Člive next proceeded against the great PAGODA, or Hindoo temple, of Conjeveram, into which the French had thrown a garrison. Their governor, who had lately surprised and taken two wounded English officers, sent Clive warning, that if the pagoda were attacked the prisoners should be exposed on the walls to the first fire of their countrymen. But a private note was added by the brave officers themselves, their names deserve to be recorded; Lieutenants Revel and Glass, entreating Clive to take no heed of their safety, and to do his duty at all risks. The barbarous threat was not, however,

*Orme's Hist., vol. i. p. 198.

put in execution, and Clive, entering the place, after three days' cannonade, found the French garrison escaped by night, and the English officers unhurt.

Notwithstanding these events, Rajah Sahib was not disheartened. In January 1752, finding that Clive had marched to Fort St.
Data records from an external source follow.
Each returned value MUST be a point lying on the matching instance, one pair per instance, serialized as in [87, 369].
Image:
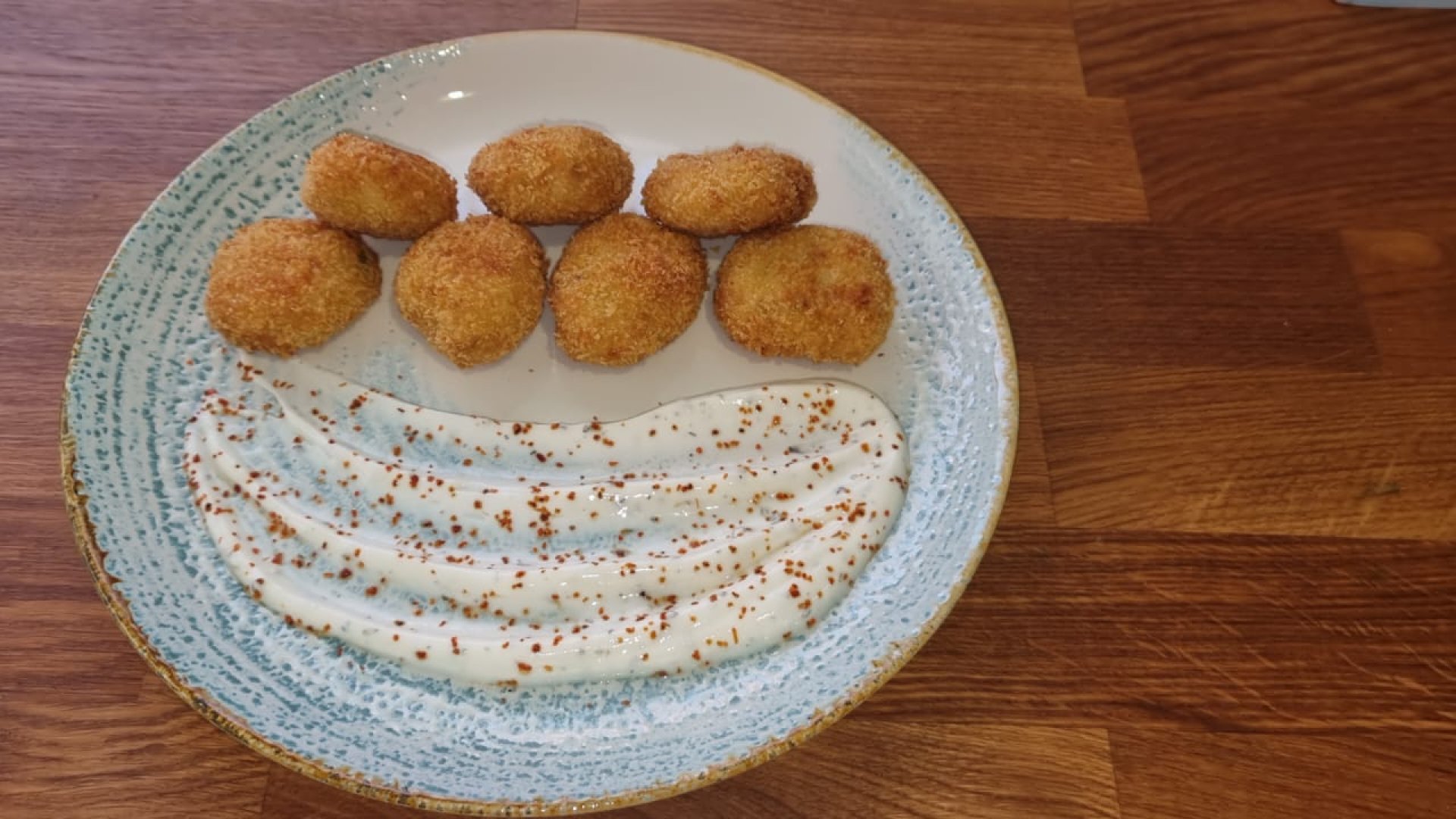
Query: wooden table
[1225, 582]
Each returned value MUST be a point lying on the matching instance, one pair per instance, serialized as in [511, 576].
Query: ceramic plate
[146, 354]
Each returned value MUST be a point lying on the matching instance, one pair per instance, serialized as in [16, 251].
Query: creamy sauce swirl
[525, 553]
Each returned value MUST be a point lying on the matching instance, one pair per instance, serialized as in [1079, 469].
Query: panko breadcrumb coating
[805, 292]
[376, 188]
[283, 284]
[736, 190]
[552, 175]
[473, 289]
[623, 289]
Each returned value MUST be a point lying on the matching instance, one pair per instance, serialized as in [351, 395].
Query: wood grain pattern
[1408, 281]
[1225, 580]
[1283, 165]
[1196, 632]
[1269, 450]
[1307, 50]
[1210, 776]
[944, 44]
[1152, 295]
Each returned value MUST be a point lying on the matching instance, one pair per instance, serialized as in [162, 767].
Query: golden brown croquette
[805, 292]
[283, 284]
[734, 190]
[369, 187]
[552, 175]
[623, 289]
[473, 289]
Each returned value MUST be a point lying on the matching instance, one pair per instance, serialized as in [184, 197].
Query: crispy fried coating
[552, 175]
[376, 188]
[805, 292]
[473, 289]
[283, 284]
[727, 191]
[623, 289]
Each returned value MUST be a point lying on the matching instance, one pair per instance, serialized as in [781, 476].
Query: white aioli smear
[523, 554]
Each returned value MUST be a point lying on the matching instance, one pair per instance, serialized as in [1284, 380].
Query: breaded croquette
[283, 284]
[375, 188]
[805, 292]
[623, 289]
[736, 190]
[473, 289]
[552, 175]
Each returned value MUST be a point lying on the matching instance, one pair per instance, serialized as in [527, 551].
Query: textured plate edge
[894, 661]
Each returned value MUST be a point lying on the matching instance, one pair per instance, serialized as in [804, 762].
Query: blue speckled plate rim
[237, 727]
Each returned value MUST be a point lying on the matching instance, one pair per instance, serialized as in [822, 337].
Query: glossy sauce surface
[535, 553]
David, he suddenly collected a body of his own troops and of his French auxiliaries, and pushed forwards to Madras. There was little or no force to withstand him in the open field, and he laid waste, without resistance, the gardens and the countryhouses of the British merchants. Clive was recalled in haste from the south; and at the village of Coverpauk he again encountered Rajah Sahib; again with complete success. From the scene of action he marched back in triumph to Fort St. David, passing on his way near the newly raised "City of the Victory of Dupleix," and the foundation of the pompous Pillar. By a just requital, Clive directed that these monuments of premature exultation should be razed to the ground.

At Trichinopoly the effect of Clive's earliest successes had been to turn the siege into a languid blockade, and with a little more energy on the part of the English garrison it might no doubt have been wholly raised; but all our leaders were not Clives. The indecision and want of enterprise of Captain Gingen excited the murmurs even of his own soldiers, and yet more of his auxiliaries. Surely," cried one of the Mahrattas, "these are not "the same race of men as those we saw fighting at "Arcot!"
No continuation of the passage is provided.